Creatures of the Present
When one transports via car, train, or various forms of human powered locomotion, the journey is obvious; the flow of the ground and rush of air. Flying, though, is like teleportation. Except for brief stints between taxis, the entire trip is spent under roofs from home to airport to airplane. The airplane is an especially strange creature: with the windows down, all sense of motion is lost, and some hours later the doors open to an entirely different land. There is a disconnect between the actual and perceived length of the trip.
How strange, too, that the mind is filled — dominated — by its immediate surrounding. The input from the immediate, ‘sensory universe’ overwhelms thoughts of the prior places. Even when taking a walk to lunch from the office, the office quickly becomes a distant memory, and seems impossibly far from the current place.
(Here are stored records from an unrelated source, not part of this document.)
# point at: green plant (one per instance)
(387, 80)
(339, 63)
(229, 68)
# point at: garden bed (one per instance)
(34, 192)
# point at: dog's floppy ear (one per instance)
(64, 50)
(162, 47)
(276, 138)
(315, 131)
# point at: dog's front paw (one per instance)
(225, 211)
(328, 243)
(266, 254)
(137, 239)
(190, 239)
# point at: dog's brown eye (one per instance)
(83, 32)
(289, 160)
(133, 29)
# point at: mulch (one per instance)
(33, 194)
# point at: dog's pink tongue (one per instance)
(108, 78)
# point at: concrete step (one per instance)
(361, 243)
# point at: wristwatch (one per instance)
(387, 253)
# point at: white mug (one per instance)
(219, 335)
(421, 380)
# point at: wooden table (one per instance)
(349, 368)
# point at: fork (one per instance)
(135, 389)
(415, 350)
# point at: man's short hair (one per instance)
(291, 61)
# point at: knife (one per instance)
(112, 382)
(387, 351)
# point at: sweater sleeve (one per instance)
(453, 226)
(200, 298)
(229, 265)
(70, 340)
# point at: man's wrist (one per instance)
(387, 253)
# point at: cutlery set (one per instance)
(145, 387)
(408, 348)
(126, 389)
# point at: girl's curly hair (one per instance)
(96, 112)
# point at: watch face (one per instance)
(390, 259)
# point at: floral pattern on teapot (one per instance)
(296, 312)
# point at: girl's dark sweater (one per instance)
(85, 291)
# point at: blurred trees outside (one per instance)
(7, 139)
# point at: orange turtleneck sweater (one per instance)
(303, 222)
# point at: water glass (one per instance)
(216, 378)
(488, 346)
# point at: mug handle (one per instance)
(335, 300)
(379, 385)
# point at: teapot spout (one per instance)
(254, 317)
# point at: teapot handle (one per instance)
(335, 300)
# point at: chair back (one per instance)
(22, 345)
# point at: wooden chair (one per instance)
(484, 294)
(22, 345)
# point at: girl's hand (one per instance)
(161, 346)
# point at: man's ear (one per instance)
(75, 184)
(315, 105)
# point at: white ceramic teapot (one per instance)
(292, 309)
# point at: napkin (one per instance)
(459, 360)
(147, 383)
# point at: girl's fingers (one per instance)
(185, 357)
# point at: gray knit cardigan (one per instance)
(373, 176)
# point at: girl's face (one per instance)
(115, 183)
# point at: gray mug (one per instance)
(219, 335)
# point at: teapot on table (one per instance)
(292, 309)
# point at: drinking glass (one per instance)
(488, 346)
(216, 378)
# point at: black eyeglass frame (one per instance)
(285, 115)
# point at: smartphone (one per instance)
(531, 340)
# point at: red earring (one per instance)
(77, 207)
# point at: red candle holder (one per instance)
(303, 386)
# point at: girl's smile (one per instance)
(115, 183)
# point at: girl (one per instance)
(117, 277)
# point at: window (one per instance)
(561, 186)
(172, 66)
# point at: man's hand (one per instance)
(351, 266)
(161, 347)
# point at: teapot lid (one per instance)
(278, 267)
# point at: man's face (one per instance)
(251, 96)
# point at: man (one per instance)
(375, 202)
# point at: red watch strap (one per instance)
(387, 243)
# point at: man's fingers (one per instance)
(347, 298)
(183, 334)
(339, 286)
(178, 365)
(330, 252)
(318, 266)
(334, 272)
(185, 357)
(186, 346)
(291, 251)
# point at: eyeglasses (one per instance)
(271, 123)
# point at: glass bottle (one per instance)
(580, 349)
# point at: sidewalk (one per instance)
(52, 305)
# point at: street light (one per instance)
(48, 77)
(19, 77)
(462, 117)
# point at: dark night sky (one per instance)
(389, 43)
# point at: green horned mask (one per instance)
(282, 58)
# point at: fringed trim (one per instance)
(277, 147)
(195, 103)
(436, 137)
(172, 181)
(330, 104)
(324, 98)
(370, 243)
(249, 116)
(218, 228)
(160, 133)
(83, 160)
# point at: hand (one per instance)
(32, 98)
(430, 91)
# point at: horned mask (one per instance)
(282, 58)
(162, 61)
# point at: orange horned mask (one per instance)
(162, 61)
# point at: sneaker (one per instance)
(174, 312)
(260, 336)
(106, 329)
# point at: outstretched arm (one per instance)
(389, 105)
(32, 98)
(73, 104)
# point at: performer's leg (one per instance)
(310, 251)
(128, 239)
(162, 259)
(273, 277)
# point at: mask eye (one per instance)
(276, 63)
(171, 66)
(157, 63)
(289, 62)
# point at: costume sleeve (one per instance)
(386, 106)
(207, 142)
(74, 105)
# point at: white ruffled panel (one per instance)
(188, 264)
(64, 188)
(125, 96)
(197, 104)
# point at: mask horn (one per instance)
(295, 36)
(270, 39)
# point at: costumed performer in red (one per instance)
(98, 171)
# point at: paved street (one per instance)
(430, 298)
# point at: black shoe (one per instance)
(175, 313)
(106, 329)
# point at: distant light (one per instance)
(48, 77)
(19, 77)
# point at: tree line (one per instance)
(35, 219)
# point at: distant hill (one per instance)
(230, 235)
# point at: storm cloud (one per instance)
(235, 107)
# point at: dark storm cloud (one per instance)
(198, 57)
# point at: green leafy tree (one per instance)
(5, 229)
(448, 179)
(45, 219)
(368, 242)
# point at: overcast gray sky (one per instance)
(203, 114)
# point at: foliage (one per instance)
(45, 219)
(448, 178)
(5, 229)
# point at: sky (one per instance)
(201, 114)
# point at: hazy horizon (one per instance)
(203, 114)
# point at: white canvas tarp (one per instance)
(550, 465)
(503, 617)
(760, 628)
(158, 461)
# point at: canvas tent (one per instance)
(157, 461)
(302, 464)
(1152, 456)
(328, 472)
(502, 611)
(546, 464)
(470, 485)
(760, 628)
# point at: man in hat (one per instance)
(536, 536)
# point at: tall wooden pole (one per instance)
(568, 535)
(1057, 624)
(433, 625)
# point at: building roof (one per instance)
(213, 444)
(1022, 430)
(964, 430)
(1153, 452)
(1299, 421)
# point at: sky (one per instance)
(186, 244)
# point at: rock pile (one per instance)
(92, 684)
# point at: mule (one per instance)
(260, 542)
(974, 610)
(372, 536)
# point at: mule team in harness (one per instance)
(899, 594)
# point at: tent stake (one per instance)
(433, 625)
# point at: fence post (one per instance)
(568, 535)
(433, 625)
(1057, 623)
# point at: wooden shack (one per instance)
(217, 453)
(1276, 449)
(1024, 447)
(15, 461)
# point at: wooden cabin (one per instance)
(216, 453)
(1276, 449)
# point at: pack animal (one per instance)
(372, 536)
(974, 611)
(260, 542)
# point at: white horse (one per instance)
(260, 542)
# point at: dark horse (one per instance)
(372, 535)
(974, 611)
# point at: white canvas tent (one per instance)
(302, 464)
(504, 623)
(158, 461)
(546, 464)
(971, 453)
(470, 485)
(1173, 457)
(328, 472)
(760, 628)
The trials of summer and winter are similar. The apartment is poorly insulated. In the winter, the ceiling leaks heat and the radiator is on forever, making it feel like summer. In the summer, the heat is relentless and the air conditioned air disappears. But what a joy those few days of spring are, when the radiator finally gurgles its last and the sun is mild, when the temperature of the room is just right. The hours spent lounging there do not make the past suffering worth it, not a stupid trial that earned the right to rest, but completely erase the past as if it never happened. What creatures of the present we are!